Ломонос был неистово фиолетовым; стена – слепяще белой. Она сочла бы нечестным смазывать неистовую фиолетовость и слепящую белизну, раз уж так она это видела, как бы ни было модно после приезда мистера Понсфурта все видеть бледным, изящно-призрачным, полупрозрачным. И ведь кроме цвета есть еще форма. Все ей так отчетливо, так повелительно виделось, пока она смотрела. Но стоило взять в руки кисть – и куда что девалось. В этот-то зазор между картиной и холстом и втискивались те бесы, которые то и дело чуть до слез не доводили ее, делая переход от замысла к исполнению не менее жутким, чем для ребенка переход в темноте. Вот что ей приходилось претерпевать и, борясь с незадачей, она себя подбадривала; повторяла: «Да, так я вижу; так вижу» и прижимала к груди жалкие остатки увиденного, которое злые силы вовсю у нее вырывали. И еще, когда она принималась писать, на нее, холодя, отрезвляя, накатывало другое: бездарь, ни на что не годна, отца держит на Бромптон-роуд, на задворках, – и неимоверных усилий стоило удержаться, не броситься к ногам миссис Рэмзи (слава Богу, не бросилась пока) и сказать – но что же ей скажешь? «Я вас люблю»? Но это неправда. «Я люблю это все», жестом очерчивая изгородь, дом, детей? Глупость, чушь несусветная. То что чувствуешь – невозможно словами сказать.

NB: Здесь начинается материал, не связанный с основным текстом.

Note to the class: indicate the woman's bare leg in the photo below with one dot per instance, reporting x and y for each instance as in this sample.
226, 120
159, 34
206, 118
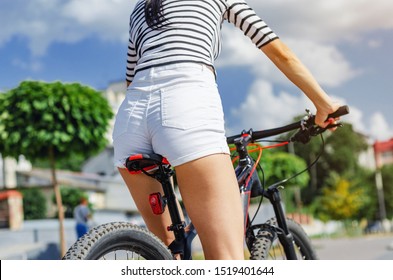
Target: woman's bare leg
211, 196
140, 186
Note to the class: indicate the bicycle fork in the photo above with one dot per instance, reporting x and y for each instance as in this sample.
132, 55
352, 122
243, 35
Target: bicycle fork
182, 243
285, 237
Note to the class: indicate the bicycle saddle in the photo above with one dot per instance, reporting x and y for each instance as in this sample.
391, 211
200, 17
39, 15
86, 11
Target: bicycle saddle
139, 163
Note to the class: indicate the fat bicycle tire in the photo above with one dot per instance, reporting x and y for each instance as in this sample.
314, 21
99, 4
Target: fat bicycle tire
267, 245
118, 239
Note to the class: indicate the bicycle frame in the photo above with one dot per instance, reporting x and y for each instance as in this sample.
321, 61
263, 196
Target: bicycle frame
249, 186
248, 180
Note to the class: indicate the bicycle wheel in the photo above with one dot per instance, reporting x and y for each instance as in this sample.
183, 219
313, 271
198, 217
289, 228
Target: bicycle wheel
268, 246
118, 240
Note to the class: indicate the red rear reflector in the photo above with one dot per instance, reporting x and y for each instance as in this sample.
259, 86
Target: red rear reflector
157, 203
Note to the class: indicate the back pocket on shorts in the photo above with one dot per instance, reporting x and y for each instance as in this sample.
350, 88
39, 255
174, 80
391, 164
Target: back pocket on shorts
190, 107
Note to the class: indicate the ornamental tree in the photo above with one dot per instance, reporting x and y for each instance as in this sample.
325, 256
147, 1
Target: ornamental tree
53, 121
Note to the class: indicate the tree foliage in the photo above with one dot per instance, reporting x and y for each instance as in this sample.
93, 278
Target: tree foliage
71, 118
387, 179
34, 204
53, 121
341, 199
71, 197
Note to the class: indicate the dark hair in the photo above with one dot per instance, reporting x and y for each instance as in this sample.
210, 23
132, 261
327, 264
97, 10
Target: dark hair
153, 13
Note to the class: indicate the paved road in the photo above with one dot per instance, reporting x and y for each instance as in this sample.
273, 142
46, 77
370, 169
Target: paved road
373, 247
17, 244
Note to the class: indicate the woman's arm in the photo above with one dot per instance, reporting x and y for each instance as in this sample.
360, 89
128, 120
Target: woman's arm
290, 65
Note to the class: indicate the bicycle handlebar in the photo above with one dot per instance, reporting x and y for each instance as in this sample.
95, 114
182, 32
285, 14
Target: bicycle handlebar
257, 135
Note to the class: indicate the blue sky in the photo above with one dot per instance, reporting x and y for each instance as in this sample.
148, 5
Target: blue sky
347, 45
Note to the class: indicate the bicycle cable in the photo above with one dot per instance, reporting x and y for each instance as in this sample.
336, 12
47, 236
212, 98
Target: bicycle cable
287, 179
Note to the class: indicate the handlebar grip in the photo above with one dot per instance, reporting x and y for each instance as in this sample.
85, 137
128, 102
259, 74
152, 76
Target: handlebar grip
343, 110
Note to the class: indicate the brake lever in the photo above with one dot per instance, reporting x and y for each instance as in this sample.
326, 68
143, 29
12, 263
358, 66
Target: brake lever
316, 130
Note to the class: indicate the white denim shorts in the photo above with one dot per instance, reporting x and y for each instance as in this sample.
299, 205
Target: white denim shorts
172, 110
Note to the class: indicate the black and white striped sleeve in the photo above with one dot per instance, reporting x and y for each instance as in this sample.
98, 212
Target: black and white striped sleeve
245, 18
131, 61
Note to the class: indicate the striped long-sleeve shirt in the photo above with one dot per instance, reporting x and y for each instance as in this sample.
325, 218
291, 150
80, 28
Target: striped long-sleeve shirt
191, 32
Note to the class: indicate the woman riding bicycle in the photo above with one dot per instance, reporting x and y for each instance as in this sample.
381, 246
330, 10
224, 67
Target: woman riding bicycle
173, 108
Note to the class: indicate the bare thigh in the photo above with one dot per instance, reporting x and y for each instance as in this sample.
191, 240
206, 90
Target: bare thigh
140, 186
211, 196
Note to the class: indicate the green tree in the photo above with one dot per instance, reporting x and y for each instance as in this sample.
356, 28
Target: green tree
71, 197
339, 152
387, 180
53, 121
341, 199
34, 204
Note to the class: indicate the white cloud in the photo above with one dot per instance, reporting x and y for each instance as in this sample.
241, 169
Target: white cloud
325, 21
379, 127
44, 22
263, 108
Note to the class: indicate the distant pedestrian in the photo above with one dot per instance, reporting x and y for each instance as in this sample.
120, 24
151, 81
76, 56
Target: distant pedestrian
82, 215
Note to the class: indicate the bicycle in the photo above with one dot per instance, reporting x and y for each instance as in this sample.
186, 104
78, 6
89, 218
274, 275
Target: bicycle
277, 237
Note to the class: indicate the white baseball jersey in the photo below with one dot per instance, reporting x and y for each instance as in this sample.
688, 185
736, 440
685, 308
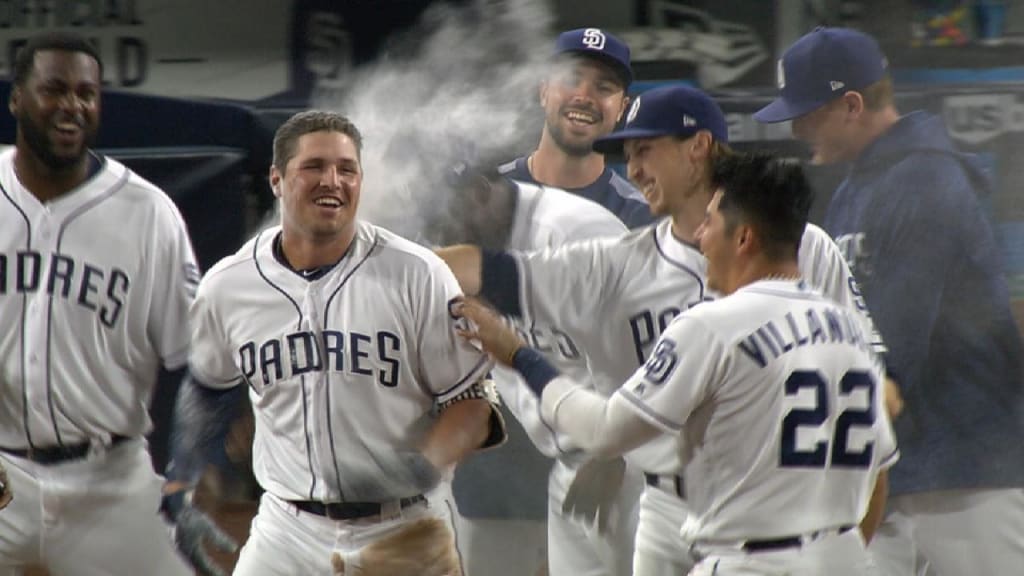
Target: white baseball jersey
94, 292
779, 399
340, 369
547, 217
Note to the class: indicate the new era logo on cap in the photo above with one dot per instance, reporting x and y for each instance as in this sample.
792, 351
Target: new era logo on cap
671, 110
595, 43
819, 68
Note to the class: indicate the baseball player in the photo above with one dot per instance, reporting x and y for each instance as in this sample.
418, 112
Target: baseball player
6, 494
636, 284
363, 394
914, 223
772, 394
504, 533
96, 276
584, 96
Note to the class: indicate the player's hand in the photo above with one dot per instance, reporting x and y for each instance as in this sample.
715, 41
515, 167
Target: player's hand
192, 530
593, 493
497, 337
6, 494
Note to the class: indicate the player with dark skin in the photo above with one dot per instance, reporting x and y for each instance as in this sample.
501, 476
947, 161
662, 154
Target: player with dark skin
57, 111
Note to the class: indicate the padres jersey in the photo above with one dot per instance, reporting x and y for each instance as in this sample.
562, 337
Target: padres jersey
94, 292
780, 402
548, 217
634, 286
340, 368
610, 191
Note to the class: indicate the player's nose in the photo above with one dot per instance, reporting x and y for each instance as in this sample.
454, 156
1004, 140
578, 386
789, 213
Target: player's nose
331, 177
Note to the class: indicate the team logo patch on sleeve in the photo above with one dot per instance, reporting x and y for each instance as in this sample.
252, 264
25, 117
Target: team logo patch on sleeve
662, 362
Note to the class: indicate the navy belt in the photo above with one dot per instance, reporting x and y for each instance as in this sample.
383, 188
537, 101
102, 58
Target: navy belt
667, 483
790, 541
350, 510
58, 454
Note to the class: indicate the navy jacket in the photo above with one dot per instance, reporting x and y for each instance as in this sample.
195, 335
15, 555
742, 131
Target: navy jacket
911, 221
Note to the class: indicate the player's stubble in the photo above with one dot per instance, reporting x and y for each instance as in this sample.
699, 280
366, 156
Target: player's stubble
44, 148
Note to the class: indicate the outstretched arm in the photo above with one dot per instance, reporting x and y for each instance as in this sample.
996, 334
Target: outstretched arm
461, 428
466, 262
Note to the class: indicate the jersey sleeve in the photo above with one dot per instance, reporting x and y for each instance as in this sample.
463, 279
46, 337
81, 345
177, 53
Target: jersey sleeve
680, 373
448, 365
565, 287
822, 264
210, 360
175, 278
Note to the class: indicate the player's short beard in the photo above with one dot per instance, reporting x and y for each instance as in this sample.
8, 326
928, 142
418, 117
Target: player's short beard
41, 145
571, 149
578, 150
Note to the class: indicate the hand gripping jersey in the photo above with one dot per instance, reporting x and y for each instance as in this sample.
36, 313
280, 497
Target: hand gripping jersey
780, 401
340, 369
94, 292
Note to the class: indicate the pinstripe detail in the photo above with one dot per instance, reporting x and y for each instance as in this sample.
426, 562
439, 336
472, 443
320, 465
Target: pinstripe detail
54, 404
25, 299
327, 306
330, 434
298, 325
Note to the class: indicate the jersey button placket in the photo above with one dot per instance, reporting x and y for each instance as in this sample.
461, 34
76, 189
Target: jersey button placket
314, 391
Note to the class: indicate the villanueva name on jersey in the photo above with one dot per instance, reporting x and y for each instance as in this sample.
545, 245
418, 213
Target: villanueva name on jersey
304, 352
100, 290
816, 326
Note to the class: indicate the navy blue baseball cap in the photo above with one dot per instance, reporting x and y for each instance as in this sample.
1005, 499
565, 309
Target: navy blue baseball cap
673, 110
595, 43
821, 67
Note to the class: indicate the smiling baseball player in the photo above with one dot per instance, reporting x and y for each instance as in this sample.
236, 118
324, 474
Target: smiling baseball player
505, 533
341, 332
772, 394
96, 276
635, 285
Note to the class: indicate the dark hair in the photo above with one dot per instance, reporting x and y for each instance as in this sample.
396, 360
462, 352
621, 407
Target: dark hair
287, 136
772, 195
61, 41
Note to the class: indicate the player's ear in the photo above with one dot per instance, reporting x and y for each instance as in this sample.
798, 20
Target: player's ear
853, 104
274, 179
744, 237
623, 109
700, 148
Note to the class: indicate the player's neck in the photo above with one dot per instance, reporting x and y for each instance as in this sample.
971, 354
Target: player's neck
303, 252
689, 212
550, 165
44, 182
761, 269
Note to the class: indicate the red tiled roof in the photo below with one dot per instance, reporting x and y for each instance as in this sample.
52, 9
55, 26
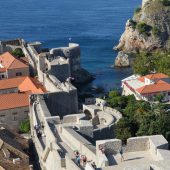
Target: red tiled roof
14, 100
11, 83
160, 86
2, 70
10, 62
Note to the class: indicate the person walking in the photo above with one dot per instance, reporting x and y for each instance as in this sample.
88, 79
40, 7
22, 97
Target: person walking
121, 154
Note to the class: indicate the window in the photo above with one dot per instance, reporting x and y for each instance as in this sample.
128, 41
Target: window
2, 118
19, 74
15, 113
2, 115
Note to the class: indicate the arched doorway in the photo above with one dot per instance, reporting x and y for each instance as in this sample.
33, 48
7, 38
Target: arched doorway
88, 115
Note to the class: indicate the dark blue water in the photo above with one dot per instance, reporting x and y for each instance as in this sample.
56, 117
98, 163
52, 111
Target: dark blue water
95, 24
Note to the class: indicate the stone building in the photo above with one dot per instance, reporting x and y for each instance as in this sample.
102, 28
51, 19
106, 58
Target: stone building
56, 139
14, 100
13, 151
12, 67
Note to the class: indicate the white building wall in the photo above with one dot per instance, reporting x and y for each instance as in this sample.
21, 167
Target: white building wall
13, 117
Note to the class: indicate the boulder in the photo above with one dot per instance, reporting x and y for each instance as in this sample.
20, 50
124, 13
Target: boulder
122, 60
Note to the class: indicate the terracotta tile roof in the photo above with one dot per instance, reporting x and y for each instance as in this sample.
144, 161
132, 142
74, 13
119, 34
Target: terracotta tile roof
153, 76
10, 62
160, 86
14, 100
2, 70
11, 83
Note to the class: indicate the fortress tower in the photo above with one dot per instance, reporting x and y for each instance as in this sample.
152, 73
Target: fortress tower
144, 2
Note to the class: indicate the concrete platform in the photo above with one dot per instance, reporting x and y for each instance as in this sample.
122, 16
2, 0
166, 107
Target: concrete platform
132, 161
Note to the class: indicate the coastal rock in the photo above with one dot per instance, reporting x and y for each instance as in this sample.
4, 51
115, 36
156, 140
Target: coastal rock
122, 60
148, 30
82, 76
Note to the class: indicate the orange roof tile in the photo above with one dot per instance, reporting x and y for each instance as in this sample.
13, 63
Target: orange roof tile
14, 100
160, 86
11, 83
2, 70
10, 62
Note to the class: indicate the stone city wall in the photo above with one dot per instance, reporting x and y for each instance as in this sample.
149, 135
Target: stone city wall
13, 117
137, 144
62, 103
114, 112
104, 133
23, 71
70, 119
111, 146
77, 142
61, 71
70, 165
22, 155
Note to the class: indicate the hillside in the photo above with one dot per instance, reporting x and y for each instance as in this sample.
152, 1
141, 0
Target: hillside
148, 30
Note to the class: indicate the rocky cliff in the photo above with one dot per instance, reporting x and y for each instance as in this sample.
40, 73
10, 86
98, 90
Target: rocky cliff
149, 29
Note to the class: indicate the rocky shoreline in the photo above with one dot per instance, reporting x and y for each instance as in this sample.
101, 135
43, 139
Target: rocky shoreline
148, 30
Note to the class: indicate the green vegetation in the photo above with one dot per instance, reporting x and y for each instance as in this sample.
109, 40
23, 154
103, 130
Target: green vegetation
18, 53
139, 117
155, 31
159, 97
137, 10
166, 2
24, 126
133, 23
145, 63
143, 28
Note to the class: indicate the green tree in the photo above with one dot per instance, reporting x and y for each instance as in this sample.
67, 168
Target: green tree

И она сложила кисти в этюдник, аккуратно, одну к одной, и сказала Уильяму Бэнксу:
– Вдруг холодно стало. Солнце, что ли, больше не греет? – сказала она, озираясь, и солнце светило достаточно ярко, сочно зеленела трава, дом сиял, охваченный пылким страстоцветом, и грачи роняли прохладные крики с высокой сини. Но что-то уже шелохнулось, повеяло, скользнуло по воздуху серебристым крылом. Как-никак был сентябрь, середина сентября, половина седьмого вечера. И они побрели по саду привычным маршрутом, мимо теннисного корта, куртины, к тому проему в густой изгороди, охраняемому двумя пучками тритом – пламенеющих лилий, в который синие воды бухты глянули синей, чем всегда.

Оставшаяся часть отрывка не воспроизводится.